As we collect more and more observational data from our processes, we might need new tools to provide meaningful insights. You can add modern-day machine learning techniques alongside traditional statistical tools to analyze, improve and control your processes. Let's take a look at an example that starts with binary logistic regression and ends with Classification and Regression Trees (CART®).
Editor's note: An earlier version of this post showing CART in Salford Predictive Modeler was published in March 2018. We have updated it to show CART in the latest version of Minitab.
In our example, we know that we are seeing defects in 2.9% of our product. To begin looking at the root cause of this unacceptable percentage of defects in this process, you might begin with a Binary Logistic Regression in Minitab where the response variable is whether an observation was defective or not. Unfortunately, for this data, the crazy patterns in the residual plots below indicate that the binary logistic regression model might not be adequate.

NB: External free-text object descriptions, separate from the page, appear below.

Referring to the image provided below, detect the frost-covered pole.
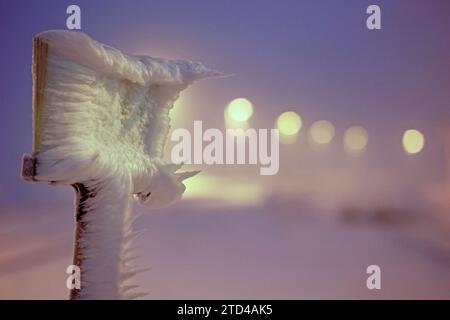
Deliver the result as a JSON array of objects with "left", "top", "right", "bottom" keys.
[{"left": 22, "top": 31, "right": 219, "bottom": 299}]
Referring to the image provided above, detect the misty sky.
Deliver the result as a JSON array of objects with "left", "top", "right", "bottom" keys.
[{"left": 1, "top": 0, "right": 450, "bottom": 208}]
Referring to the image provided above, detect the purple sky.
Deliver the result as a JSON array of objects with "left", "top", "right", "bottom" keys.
[{"left": 1, "top": 0, "right": 450, "bottom": 207}]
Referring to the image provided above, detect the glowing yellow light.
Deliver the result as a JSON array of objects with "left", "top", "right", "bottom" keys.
[
  {"left": 225, "top": 118, "right": 249, "bottom": 132},
  {"left": 226, "top": 98, "right": 253, "bottom": 122},
  {"left": 277, "top": 111, "right": 302, "bottom": 136},
  {"left": 309, "top": 120, "right": 335, "bottom": 145},
  {"left": 344, "top": 126, "right": 368, "bottom": 153},
  {"left": 169, "top": 92, "right": 188, "bottom": 128},
  {"left": 183, "top": 174, "right": 265, "bottom": 206},
  {"left": 403, "top": 129, "right": 425, "bottom": 154}
]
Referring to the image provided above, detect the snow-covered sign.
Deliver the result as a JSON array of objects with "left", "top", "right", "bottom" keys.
[{"left": 22, "top": 30, "right": 220, "bottom": 299}]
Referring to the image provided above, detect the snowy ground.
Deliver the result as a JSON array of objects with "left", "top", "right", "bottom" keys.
[{"left": 1, "top": 199, "right": 450, "bottom": 299}]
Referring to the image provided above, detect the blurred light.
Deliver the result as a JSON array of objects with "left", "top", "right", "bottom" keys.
[
  {"left": 276, "top": 111, "right": 302, "bottom": 136},
  {"left": 169, "top": 93, "right": 187, "bottom": 127},
  {"left": 183, "top": 174, "right": 265, "bottom": 207},
  {"left": 344, "top": 126, "right": 368, "bottom": 154},
  {"left": 309, "top": 120, "right": 335, "bottom": 145},
  {"left": 403, "top": 129, "right": 425, "bottom": 154},
  {"left": 226, "top": 98, "right": 253, "bottom": 122},
  {"left": 225, "top": 118, "right": 249, "bottom": 132}
]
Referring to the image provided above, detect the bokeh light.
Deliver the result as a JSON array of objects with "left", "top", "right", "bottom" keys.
[
  {"left": 276, "top": 111, "right": 302, "bottom": 136},
  {"left": 183, "top": 174, "right": 266, "bottom": 206},
  {"left": 309, "top": 120, "right": 335, "bottom": 145},
  {"left": 343, "top": 126, "right": 368, "bottom": 154},
  {"left": 226, "top": 98, "right": 253, "bottom": 122},
  {"left": 402, "top": 129, "right": 425, "bottom": 154}
]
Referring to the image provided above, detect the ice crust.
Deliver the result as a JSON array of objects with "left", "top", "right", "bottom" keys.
[
  {"left": 35, "top": 30, "right": 217, "bottom": 206},
  {"left": 31, "top": 30, "right": 218, "bottom": 299}
]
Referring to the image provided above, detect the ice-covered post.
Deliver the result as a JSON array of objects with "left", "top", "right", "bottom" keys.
[{"left": 21, "top": 31, "right": 219, "bottom": 299}]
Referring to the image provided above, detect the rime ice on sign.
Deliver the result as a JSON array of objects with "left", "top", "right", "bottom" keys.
[{"left": 22, "top": 30, "right": 220, "bottom": 299}]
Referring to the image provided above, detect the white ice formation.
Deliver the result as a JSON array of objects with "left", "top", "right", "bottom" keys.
[{"left": 24, "top": 30, "right": 220, "bottom": 299}]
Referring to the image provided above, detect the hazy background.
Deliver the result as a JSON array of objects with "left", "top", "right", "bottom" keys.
[{"left": 1, "top": 0, "right": 450, "bottom": 299}]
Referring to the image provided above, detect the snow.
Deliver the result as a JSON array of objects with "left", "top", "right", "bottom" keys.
[
  {"left": 35, "top": 30, "right": 217, "bottom": 202},
  {"left": 37, "top": 30, "right": 221, "bottom": 87},
  {"left": 29, "top": 30, "right": 219, "bottom": 299},
  {"left": 1, "top": 202, "right": 450, "bottom": 299}
]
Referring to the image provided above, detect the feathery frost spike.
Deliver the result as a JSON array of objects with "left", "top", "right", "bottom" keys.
[
  {"left": 176, "top": 170, "right": 201, "bottom": 182},
  {"left": 120, "top": 285, "right": 140, "bottom": 292},
  {"left": 125, "top": 292, "right": 150, "bottom": 300},
  {"left": 22, "top": 30, "right": 222, "bottom": 299}
]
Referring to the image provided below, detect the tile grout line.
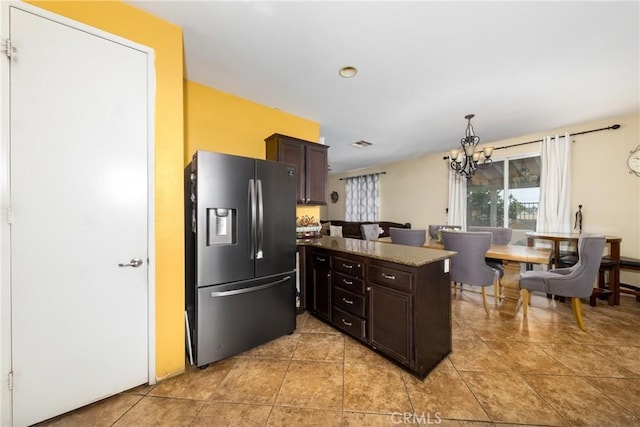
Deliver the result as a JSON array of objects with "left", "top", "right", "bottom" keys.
[
  {"left": 109, "top": 394, "right": 144, "bottom": 427},
  {"left": 263, "top": 324, "right": 301, "bottom": 426},
  {"left": 448, "top": 342, "right": 495, "bottom": 424},
  {"left": 399, "top": 370, "right": 416, "bottom": 417},
  {"left": 521, "top": 371, "right": 639, "bottom": 426}
]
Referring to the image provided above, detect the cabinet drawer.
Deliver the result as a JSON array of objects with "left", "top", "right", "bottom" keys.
[
  {"left": 332, "top": 307, "right": 366, "bottom": 341},
  {"left": 333, "top": 272, "right": 365, "bottom": 294},
  {"left": 333, "top": 256, "right": 364, "bottom": 278},
  {"left": 312, "top": 251, "right": 331, "bottom": 268},
  {"left": 333, "top": 287, "right": 365, "bottom": 317},
  {"left": 368, "top": 264, "right": 413, "bottom": 292}
]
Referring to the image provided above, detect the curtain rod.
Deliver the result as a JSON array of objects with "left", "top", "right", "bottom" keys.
[
  {"left": 493, "top": 123, "right": 621, "bottom": 152},
  {"left": 339, "top": 171, "right": 387, "bottom": 181},
  {"left": 442, "top": 123, "right": 621, "bottom": 160}
]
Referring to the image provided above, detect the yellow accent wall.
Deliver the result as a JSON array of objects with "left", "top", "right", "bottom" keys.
[
  {"left": 27, "top": 0, "right": 186, "bottom": 379},
  {"left": 296, "top": 205, "right": 322, "bottom": 224},
  {"left": 184, "top": 80, "right": 321, "bottom": 221},
  {"left": 184, "top": 80, "right": 318, "bottom": 162}
]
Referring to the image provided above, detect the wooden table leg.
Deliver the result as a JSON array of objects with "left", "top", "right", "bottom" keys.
[
  {"left": 553, "top": 243, "right": 560, "bottom": 269},
  {"left": 499, "top": 260, "right": 523, "bottom": 317},
  {"left": 611, "top": 241, "right": 621, "bottom": 305}
]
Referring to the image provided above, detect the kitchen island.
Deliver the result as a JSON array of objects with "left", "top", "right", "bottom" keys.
[{"left": 298, "top": 236, "right": 455, "bottom": 379}]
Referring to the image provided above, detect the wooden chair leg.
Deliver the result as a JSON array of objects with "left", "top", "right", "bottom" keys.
[
  {"left": 589, "top": 289, "right": 597, "bottom": 307},
  {"left": 494, "top": 281, "right": 500, "bottom": 305},
  {"left": 481, "top": 286, "right": 489, "bottom": 314},
  {"left": 571, "top": 297, "right": 586, "bottom": 331},
  {"left": 521, "top": 289, "right": 528, "bottom": 316}
]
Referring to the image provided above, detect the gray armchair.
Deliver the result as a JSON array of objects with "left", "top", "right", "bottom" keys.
[
  {"left": 360, "top": 223, "right": 382, "bottom": 241},
  {"left": 441, "top": 230, "right": 500, "bottom": 314},
  {"left": 428, "top": 224, "right": 462, "bottom": 239},
  {"left": 519, "top": 234, "right": 606, "bottom": 330},
  {"left": 468, "top": 226, "right": 513, "bottom": 280},
  {"left": 467, "top": 226, "right": 513, "bottom": 244},
  {"left": 390, "top": 227, "right": 426, "bottom": 247}
]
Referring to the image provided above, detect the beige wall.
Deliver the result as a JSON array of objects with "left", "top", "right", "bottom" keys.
[{"left": 325, "top": 112, "right": 640, "bottom": 285}]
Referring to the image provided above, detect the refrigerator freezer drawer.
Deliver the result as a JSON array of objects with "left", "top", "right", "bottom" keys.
[{"left": 195, "top": 273, "right": 296, "bottom": 367}]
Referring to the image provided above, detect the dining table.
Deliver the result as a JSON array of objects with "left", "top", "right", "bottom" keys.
[
  {"left": 378, "top": 236, "right": 552, "bottom": 316},
  {"left": 526, "top": 232, "right": 623, "bottom": 304}
]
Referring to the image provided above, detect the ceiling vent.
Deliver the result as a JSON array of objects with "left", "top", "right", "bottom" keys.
[{"left": 351, "top": 140, "right": 373, "bottom": 149}]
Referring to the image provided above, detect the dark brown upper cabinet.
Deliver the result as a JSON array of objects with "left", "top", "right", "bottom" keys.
[{"left": 265, "top": 133, "right": 328, "bottom": 205}]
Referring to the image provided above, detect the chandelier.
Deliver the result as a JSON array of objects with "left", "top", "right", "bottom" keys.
[{"left": 448, "top": 114, "right": 494, "bottom": 179}]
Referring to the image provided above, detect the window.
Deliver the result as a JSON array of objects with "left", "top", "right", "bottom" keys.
[
  {"left": 467, "top": 155, "right": 541, "bottom": 245},
  {"left": 344, "top": 173, "right": 380, "bottom": 221}
]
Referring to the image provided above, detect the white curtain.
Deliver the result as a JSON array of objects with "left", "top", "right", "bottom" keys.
[
  {"left": 537, "top": 133, "right": 571, "bottom": 233},
  {"left": 345, "top": 173, "right": 380, "bottom": 221},
  {"left": 447, "top": 170, "right": 467, "bottom": 230}
]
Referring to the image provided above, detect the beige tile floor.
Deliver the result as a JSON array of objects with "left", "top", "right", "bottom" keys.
[{"left": 39, "top": 291, "right": 640, "bottom": 426}]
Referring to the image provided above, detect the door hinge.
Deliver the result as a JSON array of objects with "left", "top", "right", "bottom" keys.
[
  {"left": 7, "top": 207, "right": 13, "bottom": 224},
  {"left": 2, "top": 39, "right": 15, "bottom": 59},
  {"left": 7, "top": 371, "right": 13, "bottom": 391}
]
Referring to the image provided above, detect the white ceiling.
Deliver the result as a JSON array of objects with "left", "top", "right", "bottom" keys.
[{"left": 127, "top": 1, "right": 639, "bottom": 173}]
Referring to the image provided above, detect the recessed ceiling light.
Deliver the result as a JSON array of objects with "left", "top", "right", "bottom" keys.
[
  {"left": 351, "top": 140, "right": 372, "bottom": 148},
  {"left": 339, "top": 66, "right": 358, "bottom": 78}
]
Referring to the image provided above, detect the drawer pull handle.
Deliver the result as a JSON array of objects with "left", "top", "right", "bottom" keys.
[
  {"left": 342, "top": 319, "right": 353, "bottom": 327},
  {"left": 342, "top": 297, "right": 354, "bottom": 305},
  {"left": 382, "top": 273, "right": 396, "bottom": 280},
  {"left": 342, "top": 263, "right": 353, "bottom": 269},
  {"left": 317, "top": 257, "right": 326, "bottom": 262},
  {"left": 343, "top": 279, "right": 353, "bottom": 285}
]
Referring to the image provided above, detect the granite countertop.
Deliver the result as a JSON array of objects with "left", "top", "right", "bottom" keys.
[{"left": 297, "top": 236, "right": 456, "bottom": 267}]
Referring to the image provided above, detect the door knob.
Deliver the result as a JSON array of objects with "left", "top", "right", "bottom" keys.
[{"left": 118, "top": 258, "right": 143, "bottom": 268}]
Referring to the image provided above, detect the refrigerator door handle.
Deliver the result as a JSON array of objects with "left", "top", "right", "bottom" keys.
[
  {"left": 249, "top": 179, "right": 257, "bottom": 260},
  {"left": 209, "top": 275, "right": 291, "bottom": 297},
  {"left": 256, "top": 179, "right": 264, "bottom": 259}
]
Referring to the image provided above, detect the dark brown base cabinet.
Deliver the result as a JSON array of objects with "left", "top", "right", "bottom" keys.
[
  {"left": 368, "top": 283, "right": 411, "bottom": 366},
  {"left": 302, "top": 246, "right": 452, "bottom": 379},
  {"left": 331, "top": 254, "right": 367, "bottom": 341},
  {"left": 310, "top": 249, "right": 331, "bottom": 322}
]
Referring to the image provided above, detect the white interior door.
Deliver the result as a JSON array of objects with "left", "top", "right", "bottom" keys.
[{"left": 7, "top": 6, "right": 152, "bottom": 426}]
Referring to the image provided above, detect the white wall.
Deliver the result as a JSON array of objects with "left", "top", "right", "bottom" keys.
[{"left": 324, "top": 112, "right": 640, "bottom": 285}]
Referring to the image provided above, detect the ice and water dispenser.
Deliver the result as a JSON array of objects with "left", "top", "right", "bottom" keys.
[
  {"left": 207, "top": 208, "right": 235, "bottom": 245},
  {"left": 188, "top": 170, "right": 236, "bottom": 246}
]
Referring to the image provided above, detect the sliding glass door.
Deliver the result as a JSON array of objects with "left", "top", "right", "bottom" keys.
[{"left": 467, "top": 155, "right": 541, "bottom": 245}]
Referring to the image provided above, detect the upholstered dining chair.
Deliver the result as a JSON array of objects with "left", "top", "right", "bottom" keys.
[
  {"left": 390, "top": 227, "right": 426, "bottom": 247},
  {"left": 467, "top": 226, "right": 513, "bottom": 296},
  {"left": 519, "top": 234, "right": 606, "bottom": 331},
  {"left": 467, "top": 226, "right": 513, "bottom": 245},
  {"left": 441, "top": 230, "right": 500, "bottom": 314},
  {"left": 428, "top": 224, "right": 462, "bottom": 239},
  {"left": 360, "top": 223, "right": 382, "bottom": 241}
]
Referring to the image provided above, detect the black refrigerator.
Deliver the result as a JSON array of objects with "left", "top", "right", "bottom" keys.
[{"left": 185, "top": 150, "right": 297, "bottom": 367}]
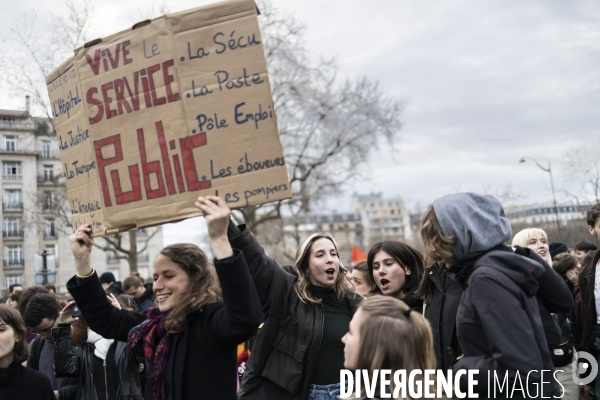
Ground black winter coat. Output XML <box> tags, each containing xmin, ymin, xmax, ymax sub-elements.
<box><xmin>0</xmin><ymin>363</ymin><xmax>55</xmax><ymax>400</ymax></box>
<box><xmin>452</xmin><ymin>248</ymin><xmax>570</xmax><ymax>399</ymax></box>
<box><xmin>423</xmin><ymin>265</ymin><xmax>462</xmax><ymax>371</ymax></box>
<box><xmin>66</xmin><ymin>250</ymin><xmax>262</xmax><ymax>400</ymax></box>
<box><xmin>578</xmin><ymin>250</ymin><xmax>600</xmax><ymax>355</ymax></box>
<box><xmin>231</xmin><ymin>225</ymin><xmax>361</xmax><ymax>400</ymax></box>
<box><xmin>53</xmin><ymin>324</ymin><xmax>143</xmax><ymax>400</ymax></box>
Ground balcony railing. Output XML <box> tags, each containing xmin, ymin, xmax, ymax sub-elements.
<box><xmin>43</xmin><ymin>203</ymin><xmax>58</xmax><ymax>211</ymax></box>
<box><xmin>0</xmin><ymin>120</ymin><xmax>36</xmax><ymax>130</ymax></box>
<box><xmin>2</xmin><ymin>202</ymin><xmax>23</xmax><ymax>211</ymax></box>
<box><xmin>2</xmin><ymin>175</ymin><xmax>22</xmax><ymax>182</ymax></box>
<box><xmin>37</xmin><ymin>176</ymin><xmax>59</xmax><ymax>185</ymax></box>
<box><xmin>43</xmin><ymin>231</ymin><xmax>57</xmax><ymax>239</ymax></box>
<box><xmin>0</xmin><ymin>148</ymin><xmax>40</xmax><ymax>156</ymax></box>
<box><xmin>137</xmin><ymin>253</ymin><xmax>149</xmax><ymax>262</ymax></box>
<box><xmin>3</xmin><ymin>259</ymin><xmax>24</xmax><ymax>268</ymax></box>
<box><xmin>3</xmin><ymin>230</ymin><xmax>24</xmax><ymax>239</ymax></box>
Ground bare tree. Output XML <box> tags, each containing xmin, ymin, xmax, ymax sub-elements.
<box><xmin>236</xmin><ymin>1</ymin><xmax>404</xmax><ymax>238</ymax></box>
<box><xmin>561</xmin><ymin>139</ymin><xmax>600</xmax><ymax>205</ymax></box>
<box><xmin>4</xmin><ymin>0</ymin><xmax>161</xmax><ymax>274</ymax></box>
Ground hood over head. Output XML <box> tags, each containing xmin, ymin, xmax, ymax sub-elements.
<box><xmin>432</xmin><ymin>192</ymin><xmax>512</xmax><ymax>263</ymax></box>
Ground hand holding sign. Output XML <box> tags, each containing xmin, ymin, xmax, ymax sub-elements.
<box><xmin>195</xmin><ymin>196</ymin><xmax>233</xmax><ymax>259</ymax></box>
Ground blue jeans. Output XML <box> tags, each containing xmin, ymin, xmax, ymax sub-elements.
<box><xmin>308</xmin><ymin>383</ymin><xmax>341</xmax><ymax>400</ymax></box>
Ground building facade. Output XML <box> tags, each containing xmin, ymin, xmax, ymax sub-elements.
<box><xmin>351</xmin><ymin>192</ymin><xmax>411</xmax><ymax>248</ymax></box>
<box><xmin>0</xmin><ymin>101</ymin><xmax>162</xmax><ymax>296</ymax></box>
<box><xmin>505</xmin><ymin>203</ymin><xmax>592</xmax><ymax>225</ymax></box>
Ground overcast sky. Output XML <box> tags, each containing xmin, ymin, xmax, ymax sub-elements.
<box><xmin>1</xmin><ymin>0</ymin><xmax>599</xmax><ymax>243</ymax></box>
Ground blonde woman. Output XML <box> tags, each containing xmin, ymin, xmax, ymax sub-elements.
<box><xmin>220</xmin><ymin>196</ymin><xmax>361</xmax><ymax>400</ymax></box>
<box><xmin>512</xmin><ymin>228</ymin><xmax>552</xmax><ymax>264</ymax></box>
<box><xmin>341</xmin><ymin>296</ymin><xmax>442</xmax><ymax>400</ymax></box>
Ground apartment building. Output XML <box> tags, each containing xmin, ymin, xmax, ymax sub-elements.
<box><xmin>0</xmin><ymin>100</ymin><xmax>162</xmax><ymax>295</ymax></box>
<box><xmin>351</xmin><ymin>192</ymin><xmax>411</xmax><ymax>248</ymax></box>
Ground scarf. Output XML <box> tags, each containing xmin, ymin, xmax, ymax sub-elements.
<box><xmin>87</xmin><ymin>328</ymin><xmax>114</xmax><ymax>360</ymax></box>
<box><xmin>128</xmin><ymin>307</ymin><xmax>169</xmax><ymax>400</ymax></box>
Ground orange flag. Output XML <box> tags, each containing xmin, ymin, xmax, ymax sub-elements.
<box><xmin>352</xmin><ymin>245</ymin><xmax>368</xmax><ymax>265</ymax></box>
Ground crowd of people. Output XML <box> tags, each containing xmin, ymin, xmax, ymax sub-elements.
<box><xmin>0</xmin><ymin>193</ymin><xmax>599</xmax><ymax>400</ymax></box>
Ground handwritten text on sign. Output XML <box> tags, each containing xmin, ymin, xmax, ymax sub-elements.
<box><xmin>45</xmin><ymin>0</ymin><xmax>291</xmax><ymax>236</ymax></box>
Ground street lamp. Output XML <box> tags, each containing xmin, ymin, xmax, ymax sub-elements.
<box><xmin>519</xmin><ymin>157</ymin><xmax>562</xmax><ymax>239</ymax></box>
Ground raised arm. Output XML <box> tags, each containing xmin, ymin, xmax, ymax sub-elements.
<box><xmin>66</xmin><ymin>225</ymin><xmax>145</xmax><ymax>341</ymax></box>
<box><xmin>195</xmin><ymin>196</ymin><xmax>262</xmax><ymax>344</ymax></box>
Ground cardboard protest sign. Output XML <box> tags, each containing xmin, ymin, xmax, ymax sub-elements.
<box><xmin>45</xmin><ymin>0</ymin><xmax>291</xmax><ymax>236</ymax></box>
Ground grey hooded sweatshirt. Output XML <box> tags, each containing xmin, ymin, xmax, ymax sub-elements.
<box><xmin>433</xmin><ymin>193</ymin><xmax>566</xmax><ymax>399</ymax></box>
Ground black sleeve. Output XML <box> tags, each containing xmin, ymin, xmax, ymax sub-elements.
<box><xmin>514</xmin><ymin>246</ymin><xmax>573</xmax><ymax>313</ymax></box>
<box><xmin>210</xmin><ymin>249</ymin><xmax>262</xmax><ymax>345</ymax></box>
<box><xmin>229</xmin><ymin>224</ymin><xmax>290</xmax><ymax>310</ymax></box>
<box><xmin>52</xmin><ymin>324</ymin><xmax>81</xmax><ymax>377</ymax></box>
<box><xmin>58</xmin><ymin>385</ymin><xmax>78</xmax><ymax>400</ymax></box>
<box><xmin>66</xmin><ymin>271</ymin><xmax>146</xmax><ymax>342</ymax></box>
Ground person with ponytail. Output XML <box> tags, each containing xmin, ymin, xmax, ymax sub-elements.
<box><xmin>64</xmin><ymin>196</ymin><xmax>262</xmax><ymax>400</ymax></box>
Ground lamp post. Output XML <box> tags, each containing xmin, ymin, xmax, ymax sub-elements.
<box><xmin>519</xmin><ymin>157</ymin><xmax>562</xmax><ymax>239</ymax></box>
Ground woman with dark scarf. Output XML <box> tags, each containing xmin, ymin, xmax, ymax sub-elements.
<box><xmin>420</xmin><ymin>193</ymin><xmax>571</xmax><ymax>399</ymax></box>
<box><xmin>0</xmin><ymin>305</ymin><xmax>55</xmax><ymax>400</ymax></box>
<box><xmin>64</xmin><ymin>196</ymin><xmax>262</xmax><ymax>400</ymax></box>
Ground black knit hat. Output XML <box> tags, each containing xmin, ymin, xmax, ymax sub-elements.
<box><xmin>549</xmin><ymin>243</ymin><xmax>569</xmax><ymax>259</ymax></box>
<box><xmin>99</xmin><ymin>272</ymin><xmax>116</xmax><ymax>284</ymax></box>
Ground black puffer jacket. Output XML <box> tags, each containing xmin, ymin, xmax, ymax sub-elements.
<box><xmin>53</xmin><ymin>325</ymin><xmax>143</xmax><ymax>400</ymax></box>
<box><xmin>136</xmin><ymin>284</ymin><xmax>155</xmax><ymax>313</ymax></box>
<box><xmin>230</xmin><ymin>225</ymin><xmax>361</xmax><ymax>400</ymax></box>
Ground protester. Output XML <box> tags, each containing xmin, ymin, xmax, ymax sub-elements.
<box><xmin>5</xmin><ymin>284</ymin><xmax>23</xmax><ymax>306</ymax></box>
<box><xmin>421</xmin><ymin>193</ymin><xmax>570</xmax><ymax>398</ymax></box>
<box><xmin>0</xmin><ymin>305</ymin><xmax>55</xmax><ymax>400</ymax></box>
<box><xmin>347</xmin><ymin>261</ymin><xmax>372</xmax><ymax>297</ymax></box>
<box><xmin>22</xmin><ymin>293</ymin><xmax>77</xmax><ymax>399</ymax></box>
<box><xmin>341</xmin><ymin>296</ymin><xmax>440</xmax><ymax>399</ymax></box>
<box><xmin>512</xmin><ymin>227</ymin><xmax>552</xmax><ymax>264</ymax></box>
<box><xmin>226</xmin><ymin>197</ymin><xmax>361</xmax><ymax>400</ymax></box>
<box><xmin>8</xmin><ymin>292</ymin><xmax>22</xmax><ymax>309</ymax></box>
<box><xmin>53</xmin><ymin>301</ymin><xmax>144</xmax><ymax>400</ymax></box>
<box><xmin>575</xmin><ymin>240</ymin><xmax>598</xmax><ymax>265</ymax></box>
<box><xmin>43</xmin><ymin>283</ymin><xmax>56</xmax><ymax>295</ymax></box>
<box><xmin>367</xmin><ymin>241</ymin><xmax>424</xmax><ymax>313</ymax></box>
<box><xmin>123</xmin><ymin>276</ymin><xmax>155</xmax><ymax>313</ymax></box>
<box><xmin>16</xmin><ymin>286</ymin><xmax>49</xmax><ymax>343</ymax></box>
<box><xmin>415</xmin><ymin>217</ymin><xmax>462</xmax><ymax>372</ymax></box>
<box><xmin>66</xmin><ymin>196</ymin><xmax>261</xmax><ymax>400</ymax></box>
<box><xmin>99</xmin><ymin>272</ymin><xmax>125</xmax><ymax>296</ymax></box>
<box><xmin>577</xmin><ymin>202</ymin><xmax>600</xmax><ymax>399</ymax></box>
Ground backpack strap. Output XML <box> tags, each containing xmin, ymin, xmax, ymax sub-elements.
<box><xmin>29</xmin><ymin>335</ymin><xmax>45</xmax><ymax>371</ymax></box>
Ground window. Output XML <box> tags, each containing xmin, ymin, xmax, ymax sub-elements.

CART is a decision tree algorithm that works by creating a set of yes/no rules that split the response (Y) variable into partitions based on the predictor (X) settings. Using the CART feature in Minitab, I see that one of my predictor variables – Discharge pH – is a large contributor to a defect.
If discharge pH <= 7.739, then the estimated probability of a defect is relatively high (17.7%). If discharge pH > 7.739, then very few defects occur.
The Minitab graph below explains why this rule works. The CART model finds the variable and setting that best separates the Response = Pass from the Response = Fail group. Here, that variable and setting is discharge pH at 7.739.
I can continue growing the CART tree to eventually find more combinations of settings that lead to defects in this process. Once I’ve narrowed the problem down to the vital few X’s, I can put controls in place to reduce the chance of defects. In this case, the full CART Classification model identifies some specific combinations of discharge pH and production rate that lead to a disproportionate number of defects as shown in the graph below.